You seem to be mixing GL versions a bit? You are passing the matrices manually via uniforms, but use fixed function to pass vertex attributes. Hm. Anyway...

---

I sincerely don't like what you're doing to your normals. Have a look:

vec4 normal4 = vec4(gl_Normal.x,gl_Normal.y,gl_Normal.z,0);     

vNormal = normal4*modelRotationMatrix;

A normal only stores directional data, why use a vec4 for it? I believe it's more elegant to just use just vec3. Furthermore, look what happens next- you multiply the normal by the 4x4 model rotation matrix... And additionally your normal's fourth cordinate is equal to 0, so it's not a correct vector in homogenous coordinates. I'm not sure that's the main problem here, but I wouldn't be surprised if that multiplication would give you rubbish.

The standard way to transform normals is to multiply a vec3 by the 3x3 submatrix of the model-view matrix (since you're only interested in the orientation, not the translation). Well, precisely, the "correctest" approach is to use the inverse transpose of that 3x3 submatrix (this gets important when you have scaling). In old OpenGL versions you had it precalculated as gl_NormalMatrix.

So instead of the above, you should use something like

// (...)
varying vec3 vNormal;
// (...)

mat3 normalMatrix = transpose(inverse(mat3(modelRotationMatrix)));
// or if you don't need scaling, this one should work too-
mat3 normalMatrix = mat3(modelRotationMatrix);

vNormal = gl_Normal*normalMatrix;

That's certainly one thing to fix in your code - I hope it solves your problem.

Answer 2

1. What is your P matrix? (I suppose it's a world->camera view transform).

2. vNormal = normal4*modelRotationMatrix; Why did you change the order of arguments? Doing that you are multiplying the normal by inversed rotation, what you don't really want. Use the standard order instead (modelRotationMatrix * normal4)

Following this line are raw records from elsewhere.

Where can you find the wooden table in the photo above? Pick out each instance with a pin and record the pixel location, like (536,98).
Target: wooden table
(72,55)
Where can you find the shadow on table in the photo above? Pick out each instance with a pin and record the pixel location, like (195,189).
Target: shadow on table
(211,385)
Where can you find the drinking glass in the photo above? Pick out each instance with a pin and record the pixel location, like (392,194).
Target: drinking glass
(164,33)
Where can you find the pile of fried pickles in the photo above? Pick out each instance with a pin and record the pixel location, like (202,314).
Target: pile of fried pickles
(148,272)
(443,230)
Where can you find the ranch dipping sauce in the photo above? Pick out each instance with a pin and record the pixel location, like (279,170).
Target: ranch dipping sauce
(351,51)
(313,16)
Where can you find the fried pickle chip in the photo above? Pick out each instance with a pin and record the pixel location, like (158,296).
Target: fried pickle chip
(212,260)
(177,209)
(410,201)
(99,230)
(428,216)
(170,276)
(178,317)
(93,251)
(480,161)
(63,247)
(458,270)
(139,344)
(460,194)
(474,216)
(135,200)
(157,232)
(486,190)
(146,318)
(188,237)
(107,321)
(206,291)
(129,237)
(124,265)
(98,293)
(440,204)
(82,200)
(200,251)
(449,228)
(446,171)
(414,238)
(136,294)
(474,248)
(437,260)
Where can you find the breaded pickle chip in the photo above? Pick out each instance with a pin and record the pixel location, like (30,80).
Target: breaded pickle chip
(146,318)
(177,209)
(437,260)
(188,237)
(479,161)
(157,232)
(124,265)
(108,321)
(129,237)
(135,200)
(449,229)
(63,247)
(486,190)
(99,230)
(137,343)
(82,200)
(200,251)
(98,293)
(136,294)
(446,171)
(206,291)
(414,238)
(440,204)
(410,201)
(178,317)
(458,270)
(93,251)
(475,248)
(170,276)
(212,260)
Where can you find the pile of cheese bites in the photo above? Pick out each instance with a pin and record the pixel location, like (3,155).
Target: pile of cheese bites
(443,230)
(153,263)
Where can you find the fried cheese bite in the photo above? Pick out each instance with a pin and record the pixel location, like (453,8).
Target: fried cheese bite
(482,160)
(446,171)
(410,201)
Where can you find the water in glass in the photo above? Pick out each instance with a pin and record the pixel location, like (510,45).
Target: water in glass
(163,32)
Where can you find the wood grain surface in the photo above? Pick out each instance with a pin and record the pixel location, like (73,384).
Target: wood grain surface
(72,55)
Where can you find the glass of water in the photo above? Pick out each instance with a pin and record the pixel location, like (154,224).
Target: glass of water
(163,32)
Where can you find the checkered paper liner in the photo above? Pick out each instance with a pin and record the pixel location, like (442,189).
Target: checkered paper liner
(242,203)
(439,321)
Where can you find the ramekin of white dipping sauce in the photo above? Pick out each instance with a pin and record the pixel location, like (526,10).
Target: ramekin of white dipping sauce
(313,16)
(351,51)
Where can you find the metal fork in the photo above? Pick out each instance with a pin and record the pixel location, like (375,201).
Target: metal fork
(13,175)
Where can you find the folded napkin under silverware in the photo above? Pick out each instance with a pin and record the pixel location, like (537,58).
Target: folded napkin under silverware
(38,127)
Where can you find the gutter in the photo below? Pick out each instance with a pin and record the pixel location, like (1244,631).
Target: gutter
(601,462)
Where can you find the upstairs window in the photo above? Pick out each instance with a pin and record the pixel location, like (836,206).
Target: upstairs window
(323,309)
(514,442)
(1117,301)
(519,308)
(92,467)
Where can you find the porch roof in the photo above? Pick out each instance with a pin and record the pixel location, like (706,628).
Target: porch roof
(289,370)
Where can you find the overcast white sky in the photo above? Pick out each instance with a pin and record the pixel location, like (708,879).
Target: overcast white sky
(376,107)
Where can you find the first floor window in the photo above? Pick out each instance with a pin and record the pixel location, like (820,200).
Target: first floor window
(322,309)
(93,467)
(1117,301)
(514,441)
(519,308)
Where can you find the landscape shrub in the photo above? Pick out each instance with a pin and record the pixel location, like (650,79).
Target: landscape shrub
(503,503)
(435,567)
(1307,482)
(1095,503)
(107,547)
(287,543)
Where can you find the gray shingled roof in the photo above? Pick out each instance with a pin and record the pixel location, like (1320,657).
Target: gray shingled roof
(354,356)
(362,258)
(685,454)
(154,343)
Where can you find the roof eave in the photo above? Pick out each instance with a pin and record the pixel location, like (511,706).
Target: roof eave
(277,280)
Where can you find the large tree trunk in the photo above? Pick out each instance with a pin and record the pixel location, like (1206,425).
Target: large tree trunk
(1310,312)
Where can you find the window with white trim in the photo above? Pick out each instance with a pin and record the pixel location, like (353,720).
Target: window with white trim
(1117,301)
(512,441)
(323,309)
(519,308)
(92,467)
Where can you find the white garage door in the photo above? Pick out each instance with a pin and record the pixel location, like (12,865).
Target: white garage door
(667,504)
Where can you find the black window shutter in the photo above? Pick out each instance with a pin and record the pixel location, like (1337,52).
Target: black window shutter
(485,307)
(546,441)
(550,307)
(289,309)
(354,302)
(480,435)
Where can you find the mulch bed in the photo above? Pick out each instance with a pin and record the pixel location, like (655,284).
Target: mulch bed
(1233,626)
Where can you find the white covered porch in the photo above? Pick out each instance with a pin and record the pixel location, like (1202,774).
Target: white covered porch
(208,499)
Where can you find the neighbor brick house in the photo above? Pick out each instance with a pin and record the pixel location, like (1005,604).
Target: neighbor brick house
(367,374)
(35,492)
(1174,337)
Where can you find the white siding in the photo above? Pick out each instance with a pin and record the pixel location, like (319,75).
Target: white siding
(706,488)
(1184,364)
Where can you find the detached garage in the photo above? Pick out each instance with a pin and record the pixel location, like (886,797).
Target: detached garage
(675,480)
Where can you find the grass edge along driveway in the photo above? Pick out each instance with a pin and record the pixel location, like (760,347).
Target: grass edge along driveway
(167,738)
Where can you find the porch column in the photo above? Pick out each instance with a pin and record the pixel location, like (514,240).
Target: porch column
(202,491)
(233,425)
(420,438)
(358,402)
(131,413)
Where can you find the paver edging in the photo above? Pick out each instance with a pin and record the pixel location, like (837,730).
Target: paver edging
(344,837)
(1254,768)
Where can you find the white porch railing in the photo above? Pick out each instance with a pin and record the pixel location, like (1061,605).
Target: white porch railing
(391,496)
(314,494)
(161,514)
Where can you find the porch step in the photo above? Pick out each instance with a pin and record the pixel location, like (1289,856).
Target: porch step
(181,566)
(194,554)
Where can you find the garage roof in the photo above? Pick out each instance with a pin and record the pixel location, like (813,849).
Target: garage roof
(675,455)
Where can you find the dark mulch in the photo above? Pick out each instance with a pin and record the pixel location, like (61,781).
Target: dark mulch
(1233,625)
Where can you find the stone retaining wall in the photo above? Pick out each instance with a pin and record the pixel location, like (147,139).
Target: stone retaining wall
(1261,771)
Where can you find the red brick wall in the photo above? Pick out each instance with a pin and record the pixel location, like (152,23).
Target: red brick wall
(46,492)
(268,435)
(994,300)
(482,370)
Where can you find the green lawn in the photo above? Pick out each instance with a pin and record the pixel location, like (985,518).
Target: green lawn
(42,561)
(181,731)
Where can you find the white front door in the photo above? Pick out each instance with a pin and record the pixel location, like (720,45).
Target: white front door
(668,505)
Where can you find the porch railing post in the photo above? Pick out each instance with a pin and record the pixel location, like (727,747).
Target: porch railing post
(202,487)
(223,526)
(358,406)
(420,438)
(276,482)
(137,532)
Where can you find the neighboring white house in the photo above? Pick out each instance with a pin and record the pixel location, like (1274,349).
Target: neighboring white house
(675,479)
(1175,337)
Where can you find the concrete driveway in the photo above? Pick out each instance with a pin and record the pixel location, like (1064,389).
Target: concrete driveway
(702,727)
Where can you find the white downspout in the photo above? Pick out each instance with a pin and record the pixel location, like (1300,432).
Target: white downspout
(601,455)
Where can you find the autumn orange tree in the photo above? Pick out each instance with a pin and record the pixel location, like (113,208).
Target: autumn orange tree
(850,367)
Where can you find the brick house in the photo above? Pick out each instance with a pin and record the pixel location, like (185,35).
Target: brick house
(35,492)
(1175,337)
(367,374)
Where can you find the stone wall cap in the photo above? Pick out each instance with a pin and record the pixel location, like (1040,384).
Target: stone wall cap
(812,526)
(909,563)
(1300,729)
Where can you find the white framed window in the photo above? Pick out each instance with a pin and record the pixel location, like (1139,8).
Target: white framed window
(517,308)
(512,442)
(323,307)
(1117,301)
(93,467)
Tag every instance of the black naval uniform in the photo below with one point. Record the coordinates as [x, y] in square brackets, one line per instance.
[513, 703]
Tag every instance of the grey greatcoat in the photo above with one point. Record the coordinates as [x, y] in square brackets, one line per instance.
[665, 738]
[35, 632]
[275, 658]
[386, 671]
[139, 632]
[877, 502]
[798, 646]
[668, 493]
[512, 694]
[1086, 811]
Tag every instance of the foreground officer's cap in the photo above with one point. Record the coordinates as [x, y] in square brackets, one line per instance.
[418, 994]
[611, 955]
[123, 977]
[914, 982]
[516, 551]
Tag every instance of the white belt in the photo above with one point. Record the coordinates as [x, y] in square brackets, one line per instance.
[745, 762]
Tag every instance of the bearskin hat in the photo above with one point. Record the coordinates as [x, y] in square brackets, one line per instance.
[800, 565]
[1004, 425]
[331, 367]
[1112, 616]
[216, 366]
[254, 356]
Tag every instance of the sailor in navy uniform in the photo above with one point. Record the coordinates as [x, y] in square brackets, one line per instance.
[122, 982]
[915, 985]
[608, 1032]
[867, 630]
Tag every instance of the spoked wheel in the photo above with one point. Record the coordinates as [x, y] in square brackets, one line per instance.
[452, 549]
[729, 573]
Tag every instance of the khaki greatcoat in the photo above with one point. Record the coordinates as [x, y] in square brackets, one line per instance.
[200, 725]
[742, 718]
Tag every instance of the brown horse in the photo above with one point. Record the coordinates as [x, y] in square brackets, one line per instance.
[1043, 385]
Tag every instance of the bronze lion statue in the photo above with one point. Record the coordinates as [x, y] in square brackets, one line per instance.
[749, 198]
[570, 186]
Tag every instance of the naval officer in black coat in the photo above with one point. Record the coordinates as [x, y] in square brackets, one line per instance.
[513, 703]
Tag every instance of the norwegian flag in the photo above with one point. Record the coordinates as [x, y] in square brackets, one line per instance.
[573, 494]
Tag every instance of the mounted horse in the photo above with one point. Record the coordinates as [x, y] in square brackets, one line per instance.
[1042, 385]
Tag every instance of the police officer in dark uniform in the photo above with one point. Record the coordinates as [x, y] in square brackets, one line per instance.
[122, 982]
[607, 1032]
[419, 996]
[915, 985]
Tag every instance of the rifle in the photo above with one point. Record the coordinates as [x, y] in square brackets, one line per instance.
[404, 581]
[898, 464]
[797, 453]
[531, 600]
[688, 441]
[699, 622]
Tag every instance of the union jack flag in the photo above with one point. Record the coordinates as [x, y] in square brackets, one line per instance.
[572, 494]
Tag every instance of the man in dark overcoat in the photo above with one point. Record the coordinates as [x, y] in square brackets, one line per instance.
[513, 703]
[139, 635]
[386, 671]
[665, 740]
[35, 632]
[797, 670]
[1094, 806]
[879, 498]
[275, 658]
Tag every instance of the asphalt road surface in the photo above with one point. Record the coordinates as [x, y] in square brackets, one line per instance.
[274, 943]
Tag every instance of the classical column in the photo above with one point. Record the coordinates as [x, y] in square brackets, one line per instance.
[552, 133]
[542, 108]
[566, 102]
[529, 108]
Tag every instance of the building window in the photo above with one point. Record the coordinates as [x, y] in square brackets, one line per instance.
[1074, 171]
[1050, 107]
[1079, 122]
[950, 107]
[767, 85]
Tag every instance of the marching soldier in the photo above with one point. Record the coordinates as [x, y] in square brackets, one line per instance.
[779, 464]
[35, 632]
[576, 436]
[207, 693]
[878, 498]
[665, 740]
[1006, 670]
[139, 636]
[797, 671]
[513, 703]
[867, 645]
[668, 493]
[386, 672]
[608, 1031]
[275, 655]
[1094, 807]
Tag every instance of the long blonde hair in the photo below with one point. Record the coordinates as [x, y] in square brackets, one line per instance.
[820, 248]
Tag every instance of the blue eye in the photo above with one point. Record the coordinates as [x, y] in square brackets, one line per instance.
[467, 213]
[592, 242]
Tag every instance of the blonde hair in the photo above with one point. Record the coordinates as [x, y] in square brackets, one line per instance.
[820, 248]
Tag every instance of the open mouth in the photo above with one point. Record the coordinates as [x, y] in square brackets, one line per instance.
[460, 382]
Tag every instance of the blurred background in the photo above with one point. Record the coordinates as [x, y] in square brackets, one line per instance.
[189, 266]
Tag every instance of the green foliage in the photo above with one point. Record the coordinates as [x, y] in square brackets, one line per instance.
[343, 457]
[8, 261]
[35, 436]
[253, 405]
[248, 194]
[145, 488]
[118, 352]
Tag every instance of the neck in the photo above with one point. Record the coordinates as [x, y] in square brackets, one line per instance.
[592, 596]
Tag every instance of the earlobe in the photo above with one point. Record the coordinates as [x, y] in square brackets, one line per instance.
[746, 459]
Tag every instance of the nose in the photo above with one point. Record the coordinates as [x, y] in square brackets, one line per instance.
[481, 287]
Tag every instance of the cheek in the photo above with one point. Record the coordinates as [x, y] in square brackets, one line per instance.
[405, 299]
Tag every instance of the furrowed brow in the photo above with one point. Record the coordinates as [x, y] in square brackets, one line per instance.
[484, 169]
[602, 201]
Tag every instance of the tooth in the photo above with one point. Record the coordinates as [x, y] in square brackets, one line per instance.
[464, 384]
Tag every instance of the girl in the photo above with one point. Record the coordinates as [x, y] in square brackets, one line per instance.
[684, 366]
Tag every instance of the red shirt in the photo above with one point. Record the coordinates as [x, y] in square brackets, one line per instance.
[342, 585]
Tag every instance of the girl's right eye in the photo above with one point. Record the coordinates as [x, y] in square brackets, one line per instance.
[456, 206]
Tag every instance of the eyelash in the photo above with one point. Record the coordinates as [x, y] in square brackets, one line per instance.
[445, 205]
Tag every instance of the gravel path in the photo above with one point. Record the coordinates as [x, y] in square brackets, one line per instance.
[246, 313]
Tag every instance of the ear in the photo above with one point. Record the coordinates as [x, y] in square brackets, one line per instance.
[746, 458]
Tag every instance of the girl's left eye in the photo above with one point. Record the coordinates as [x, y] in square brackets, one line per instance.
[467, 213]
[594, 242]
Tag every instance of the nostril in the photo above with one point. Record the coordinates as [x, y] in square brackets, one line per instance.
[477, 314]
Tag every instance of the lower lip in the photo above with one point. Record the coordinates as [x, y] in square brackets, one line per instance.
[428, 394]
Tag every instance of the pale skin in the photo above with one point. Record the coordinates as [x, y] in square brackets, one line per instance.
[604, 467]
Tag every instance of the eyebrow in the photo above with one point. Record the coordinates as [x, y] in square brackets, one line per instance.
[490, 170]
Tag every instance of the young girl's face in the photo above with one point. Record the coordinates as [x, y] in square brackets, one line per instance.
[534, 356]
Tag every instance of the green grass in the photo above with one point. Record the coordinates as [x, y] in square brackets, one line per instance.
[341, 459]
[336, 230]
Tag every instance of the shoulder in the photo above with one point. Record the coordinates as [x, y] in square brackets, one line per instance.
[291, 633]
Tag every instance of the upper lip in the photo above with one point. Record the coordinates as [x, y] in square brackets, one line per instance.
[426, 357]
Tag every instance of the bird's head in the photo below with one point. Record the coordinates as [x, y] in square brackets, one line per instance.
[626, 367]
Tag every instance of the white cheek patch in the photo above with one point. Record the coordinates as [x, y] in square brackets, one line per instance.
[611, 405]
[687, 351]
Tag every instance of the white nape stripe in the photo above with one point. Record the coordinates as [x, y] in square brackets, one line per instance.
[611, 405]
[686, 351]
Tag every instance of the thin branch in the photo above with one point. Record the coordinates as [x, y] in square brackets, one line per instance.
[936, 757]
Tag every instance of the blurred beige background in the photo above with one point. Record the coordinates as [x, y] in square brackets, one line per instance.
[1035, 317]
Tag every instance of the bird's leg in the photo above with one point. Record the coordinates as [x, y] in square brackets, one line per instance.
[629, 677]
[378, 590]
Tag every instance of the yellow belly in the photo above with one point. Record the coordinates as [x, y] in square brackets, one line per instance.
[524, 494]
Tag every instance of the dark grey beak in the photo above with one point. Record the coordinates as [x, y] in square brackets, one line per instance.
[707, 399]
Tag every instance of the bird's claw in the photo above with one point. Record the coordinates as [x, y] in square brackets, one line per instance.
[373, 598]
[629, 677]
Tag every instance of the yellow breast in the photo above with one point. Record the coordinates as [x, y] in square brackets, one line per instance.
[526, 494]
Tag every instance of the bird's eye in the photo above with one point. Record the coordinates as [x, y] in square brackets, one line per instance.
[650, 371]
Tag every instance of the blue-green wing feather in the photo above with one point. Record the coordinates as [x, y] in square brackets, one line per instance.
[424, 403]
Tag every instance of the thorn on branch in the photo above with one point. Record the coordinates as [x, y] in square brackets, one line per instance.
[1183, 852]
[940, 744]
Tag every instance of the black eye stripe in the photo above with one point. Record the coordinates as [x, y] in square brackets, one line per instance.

3. vViewVec = tempCameraPos - pos. This is entirely incorrect. pos is your vertex in the homogeneous clip-space, while tempCameraPos is in world space (I suppose). You need to have the result in the same space as your normal is (world space), so use world-space vertex position (modelTranslationMatrix * modelRotationMatrix * modelScaleMatrix * gl_Vertex) for this equation.